森友問題と農政改革 近視眼の弊害検証を 新潟食料農業大学教授 武本俊彦

武本俊彦

 森友・加計問題などを巡る安倍晋三首相や政府の対応は、時代錯誤の縁故資本主義を体現している。官邸主導の名の下、適正な手続きを経ずに一部の権力者周辺に利益をばらまくトップダウンで、短期的成果を求める。その本質は農政改革とも共通しており、近視眼的な政策手法の弊害について検証することが必要だ。

 国民の食料を供給する農業は、動植物の養育を基本とし、生産要素に占める土地の比率の高い土地集約型産業である。その結果、地域の自然的環境に左右され、農村という居住の場で展開される。つまり、農業は地域条件を前提に展開せざるを得ないのだ。

 だが、安倍政権が官邸主導で進める農政改革は、現場で創意工夫をしている人々の存在を無視し、地域の多様性を捨象する政策体系となっている。全国の農業や農家を画一的に考え、同じように短期的成果や経済合理性を追求するという思考回路で政策を構築しているのだ。
 

地方にばらまき


 例えば、アベノミクスの目玉とされた地方創生は、地方への権限・財源の移譲よりも、補助金の活用によって中央政府の考え方に沿って地方の底上げを図ろうとするものになっている。人口減少・高齢化社会の到来、地震・災害の多発化といった不確実性が増す中、中央政府は本来、地方の創意工夫が発揮できるように、補完的役割に徹するべきである。だが、そうなっていない。これも短期的成果を求める観点から地域の諸条件を捨象する市場原理主義の考えに立脚している結果である。

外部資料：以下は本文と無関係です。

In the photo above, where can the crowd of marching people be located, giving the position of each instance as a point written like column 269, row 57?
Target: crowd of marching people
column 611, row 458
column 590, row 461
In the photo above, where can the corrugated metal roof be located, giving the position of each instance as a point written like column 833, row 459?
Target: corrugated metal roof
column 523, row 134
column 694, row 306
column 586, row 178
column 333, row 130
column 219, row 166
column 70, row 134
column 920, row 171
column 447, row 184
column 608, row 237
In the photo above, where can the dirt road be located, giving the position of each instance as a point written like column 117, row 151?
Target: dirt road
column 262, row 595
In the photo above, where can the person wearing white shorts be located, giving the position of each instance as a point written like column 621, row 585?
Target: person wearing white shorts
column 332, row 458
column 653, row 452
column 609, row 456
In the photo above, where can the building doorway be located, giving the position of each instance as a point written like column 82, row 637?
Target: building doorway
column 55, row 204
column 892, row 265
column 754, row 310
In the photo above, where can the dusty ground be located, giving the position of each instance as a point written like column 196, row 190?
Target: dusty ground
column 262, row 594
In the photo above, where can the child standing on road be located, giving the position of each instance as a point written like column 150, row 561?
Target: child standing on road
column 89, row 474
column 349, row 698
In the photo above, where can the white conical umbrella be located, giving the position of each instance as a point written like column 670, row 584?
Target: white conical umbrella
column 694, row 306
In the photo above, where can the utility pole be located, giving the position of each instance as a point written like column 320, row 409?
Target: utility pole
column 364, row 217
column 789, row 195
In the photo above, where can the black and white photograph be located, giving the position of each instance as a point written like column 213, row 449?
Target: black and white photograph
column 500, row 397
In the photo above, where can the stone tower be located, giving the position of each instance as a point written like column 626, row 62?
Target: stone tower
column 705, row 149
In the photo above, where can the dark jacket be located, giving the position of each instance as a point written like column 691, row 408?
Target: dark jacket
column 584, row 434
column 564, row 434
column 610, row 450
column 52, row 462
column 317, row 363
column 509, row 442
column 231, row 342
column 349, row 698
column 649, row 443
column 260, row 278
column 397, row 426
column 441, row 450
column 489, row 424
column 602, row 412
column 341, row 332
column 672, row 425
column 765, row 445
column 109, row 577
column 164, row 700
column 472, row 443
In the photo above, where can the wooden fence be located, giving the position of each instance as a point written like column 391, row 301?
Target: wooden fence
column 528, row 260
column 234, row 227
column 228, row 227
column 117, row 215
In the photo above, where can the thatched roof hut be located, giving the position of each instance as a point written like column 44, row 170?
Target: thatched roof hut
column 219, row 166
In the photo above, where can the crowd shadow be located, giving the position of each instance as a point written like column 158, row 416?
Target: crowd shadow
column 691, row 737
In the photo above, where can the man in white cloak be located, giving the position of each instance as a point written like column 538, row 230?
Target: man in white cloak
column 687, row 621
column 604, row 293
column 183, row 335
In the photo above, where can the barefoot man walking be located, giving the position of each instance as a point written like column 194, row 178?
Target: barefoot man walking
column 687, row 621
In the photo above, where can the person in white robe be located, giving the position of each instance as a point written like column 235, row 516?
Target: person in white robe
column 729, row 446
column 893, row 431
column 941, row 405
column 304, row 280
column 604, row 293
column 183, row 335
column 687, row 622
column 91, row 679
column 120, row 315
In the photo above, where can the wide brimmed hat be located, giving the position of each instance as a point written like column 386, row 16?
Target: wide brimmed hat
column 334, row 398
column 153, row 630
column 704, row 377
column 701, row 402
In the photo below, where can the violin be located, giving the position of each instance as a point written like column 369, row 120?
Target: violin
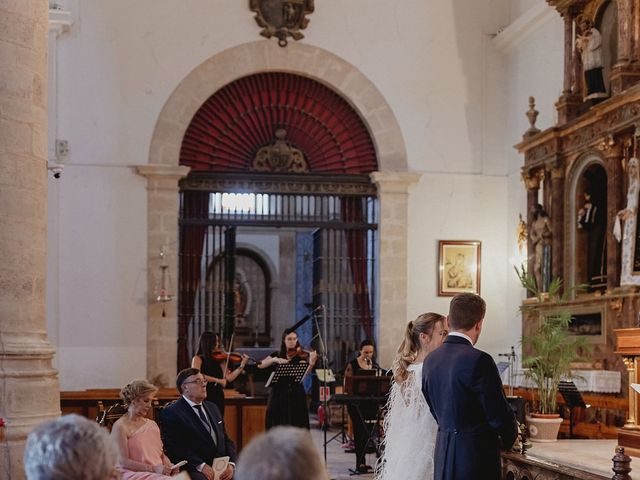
column 221, row 356
column 299, row 353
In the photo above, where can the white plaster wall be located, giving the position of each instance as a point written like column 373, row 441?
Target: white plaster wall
column 461, row 207
column 97, row 266
column 533, row 67
column 434, row 63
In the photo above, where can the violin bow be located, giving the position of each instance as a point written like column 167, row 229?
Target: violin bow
column 226, row 364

 また、水田農業においては、規模拡大が進まず、農地をまとまった形で担い手に集積させることが急務の課題である。だが、安倍政権が力を入れる農地中間管理機構(農地集積バンク)を中心とする農地の流動化政策は、全国一律の農地市場が成立していることを前提としている。
 

適正手続き経ず


 お金の貸し借りでは、お金自体に「個別性」や「特定性」に関心があるわけではなく、その「価値」に着目する。一方、土地については、その「土壌」などの作物の生育に影響を与える条件など「個別性」や「特定性」を考慮して行うものであり、両当事者の意向が強く反映されることになる。お金のような「匿名性」を前提とする市場とはならない。そのことを無視すれば農地の集積・集約が進まないのは当然のことであろう。

 結局のところ、安倍政権の政策手法は、データの客観的分析と利害関係者の意見も踏まえた政策の評価を行った上で企画立案を行っていないのである。つまり政策決定過程の透明化と国民に対する適正な手続きに従って、政策の執行がなされていないということを示している。

 森友・加計問題などを巡る情報隠蔽(いんぺい)や文書の改ざんなどは、適正な手続きを欠いた安倍政権の政策手法の弊害やゆがみを露呈するものでもある。

 今国会で問われている森友・加計問題などの本質は農政改革とも共通で、それらを国会で解明するのは、農政改革の在り方を評価する上でも重要なのである。

<プロフィル> たけもと・としひこ

 1952年生まれ。東京大学法学部卒、76年に農水省入省。ウルグアイラウンド農業交渉やBSE問題などに関わった。農林水産政策研究所長などを歴任し、食と農の政策アナリストとして活動。2018年4月から現職。